Module 12 — Attack and Defence Wargame
A competitive attack and defence wargame where participants apply everything learned across both days. This is consistently rated the highlight of the workshop. Participants who place on the workshop leaderboard carry their score into the conference-wide competition, where the challenge continues with prizes.

Learning Outcomes

  • Recognise why AI-generated code introduces the same vulnerabilities across every codebase, and why that predictability is something you can act on
  • Analyse a feature for threats before writing a prompt, and carry those threats into code generation as explicit security requirements
  • Review AI-generated code the way an attacker would — and use AI itself to find what a standard code review misses
  • Protect your development environment against the attacks that target AI coding assistants, MCP servers, and agentic workflows
  • Use AI to generate the security tests and fuzz inputs — and ship software that has actually been tested against an adversary

Requirements

  • MacBook, Linux laptop, or Windows laptop with WSL/VM
  • Docker, git, and make installed
  • Latest version of Firefox, Brave, or Chrome
  • A passion for learning

What to Bring

  • A laptop

Students Receive

  • Certificate of completion
  • Access to all theoretical and practical workshop content
  • Access to all labs and challenges locally and on the SecDim platform
  • 2 months of additional self-paced labs on the SecDim wargame platform
  • Access to a private Q&A forum for post-workshop questions
Pedram Hayati
(Cyber) Security Researcher | Serial Entrepreneur | Lecturer | Keynote Speaker | Baba 🛡️

Dr Pedram Hayati is the founder and CEO of SecDim, where he helps developers to balance engineering velocity with application security rigor.
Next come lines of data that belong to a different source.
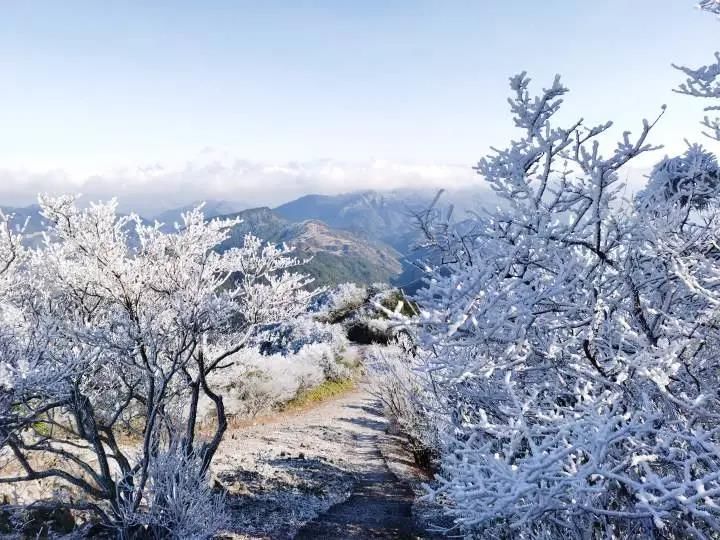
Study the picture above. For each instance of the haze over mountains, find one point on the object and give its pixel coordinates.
(363, 237)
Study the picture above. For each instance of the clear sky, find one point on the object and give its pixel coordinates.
(88, 86)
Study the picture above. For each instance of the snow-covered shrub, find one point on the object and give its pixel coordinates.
(102, 334)
(256, 382)
(575, 342)
(399, 379)
(291, 336)
(179, 501)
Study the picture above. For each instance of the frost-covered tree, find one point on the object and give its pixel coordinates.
(575, 339)
(106, 337)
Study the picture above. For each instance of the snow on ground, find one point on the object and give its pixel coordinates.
(282, 471)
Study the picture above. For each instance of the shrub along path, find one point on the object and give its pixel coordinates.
(315, 472)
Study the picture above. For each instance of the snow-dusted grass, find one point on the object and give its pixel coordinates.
(257, 383)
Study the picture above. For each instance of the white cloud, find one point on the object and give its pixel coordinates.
(150, 189)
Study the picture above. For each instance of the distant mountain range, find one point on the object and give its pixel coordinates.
(363, 237)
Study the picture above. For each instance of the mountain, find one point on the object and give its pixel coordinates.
(336, 255)
(211, 209)
(384, 216)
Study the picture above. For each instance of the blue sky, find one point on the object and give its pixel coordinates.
(85, 86)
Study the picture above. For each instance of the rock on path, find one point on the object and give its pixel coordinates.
(380, 505)
(315, 473)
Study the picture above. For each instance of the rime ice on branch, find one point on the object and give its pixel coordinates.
(575, 339)
(116, 327)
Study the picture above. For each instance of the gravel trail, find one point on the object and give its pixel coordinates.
(315, 473)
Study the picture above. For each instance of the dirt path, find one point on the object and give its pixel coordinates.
(318, 471)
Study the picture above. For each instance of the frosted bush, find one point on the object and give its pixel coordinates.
(399, 378)
(257, 382)
(575, 337)
(289, 337)
(179, 501)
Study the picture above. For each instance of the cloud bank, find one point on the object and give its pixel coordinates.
(149, 190)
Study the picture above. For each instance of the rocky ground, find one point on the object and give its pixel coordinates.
(318, 473)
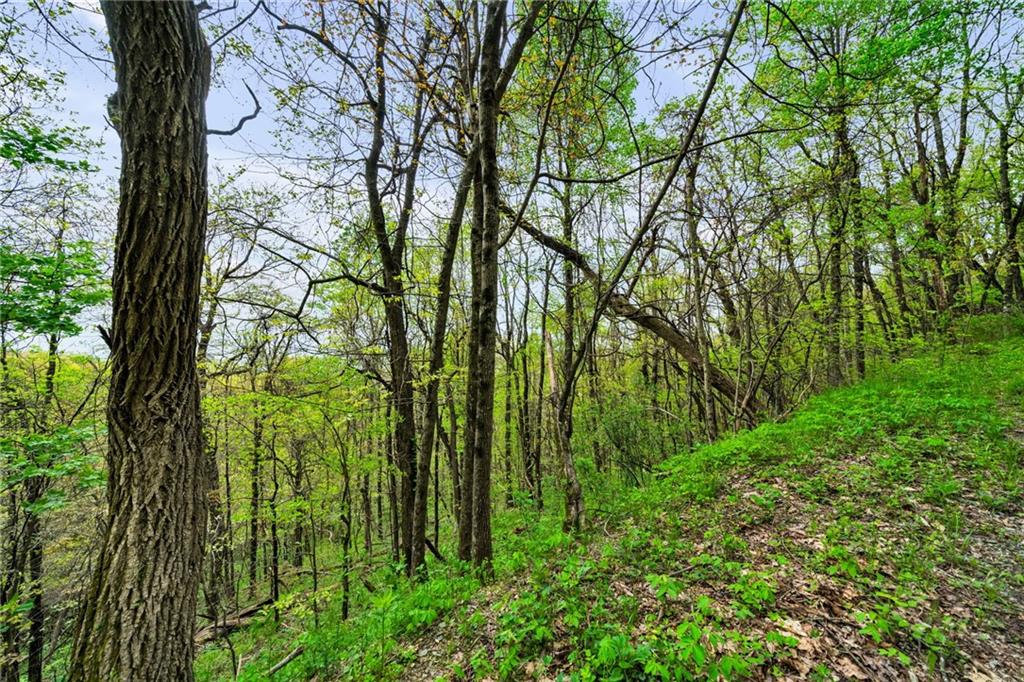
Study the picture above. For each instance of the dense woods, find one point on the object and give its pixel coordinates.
(451, 271)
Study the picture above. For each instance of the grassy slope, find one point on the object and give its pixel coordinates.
(876, 533)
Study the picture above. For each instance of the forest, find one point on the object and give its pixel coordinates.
(536, 340)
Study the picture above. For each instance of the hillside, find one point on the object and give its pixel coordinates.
(876, 534)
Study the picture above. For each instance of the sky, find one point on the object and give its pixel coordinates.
(76, 44)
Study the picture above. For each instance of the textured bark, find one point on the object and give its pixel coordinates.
(137, 619)
(487, 290)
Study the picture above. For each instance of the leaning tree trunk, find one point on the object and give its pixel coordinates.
(139, 613)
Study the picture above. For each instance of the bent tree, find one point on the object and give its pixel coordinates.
(137, 620)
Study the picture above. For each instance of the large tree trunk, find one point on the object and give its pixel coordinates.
(138, 617)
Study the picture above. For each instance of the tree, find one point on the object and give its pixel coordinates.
(138, 615)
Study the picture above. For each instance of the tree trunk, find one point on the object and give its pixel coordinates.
(138, 617)
(487, 290)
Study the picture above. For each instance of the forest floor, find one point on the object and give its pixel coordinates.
(877, 534)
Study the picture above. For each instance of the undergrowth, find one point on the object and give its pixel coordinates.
(868, 535)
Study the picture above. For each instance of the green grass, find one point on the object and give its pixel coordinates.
(875, 531)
As a researcher across both offensive security and application security, Pedram has:

* Published 25 + zero-day advisories since 2005
* Reported thousands of vulnerabilities to Fortune 500 companies
* Led the global penetration-testing unit at the world’s second-largest defence contractor

Holding a PhD in Information Security & Machine Learning, Pedram lectures postgraduate cyber-security at the University of New South Wales – Australian Defence Force Academy (UNSW ADFA) and founded SecTalks.org, a multinational non-profit security community with more than 25,000 members. His research regularly features on the global stage at Black Hat, DEF CON, FIRSTCon, NDC, and OWASP AppSec.

Davide Cioccia
Founder at DCODX Cybersecurity and Trainer at SecDim

Davide Cioccia is the founder of DCODX, an ethical hacking, and security training firm focusing pentesting and AI security. Speaker and trainer at multiple international conferences like Black Hat, HITB, OWASP AppSec, DevSecCon and DEF CON, he is currently leading the AI Security Engineer Netherlands chapter in Amsterdam.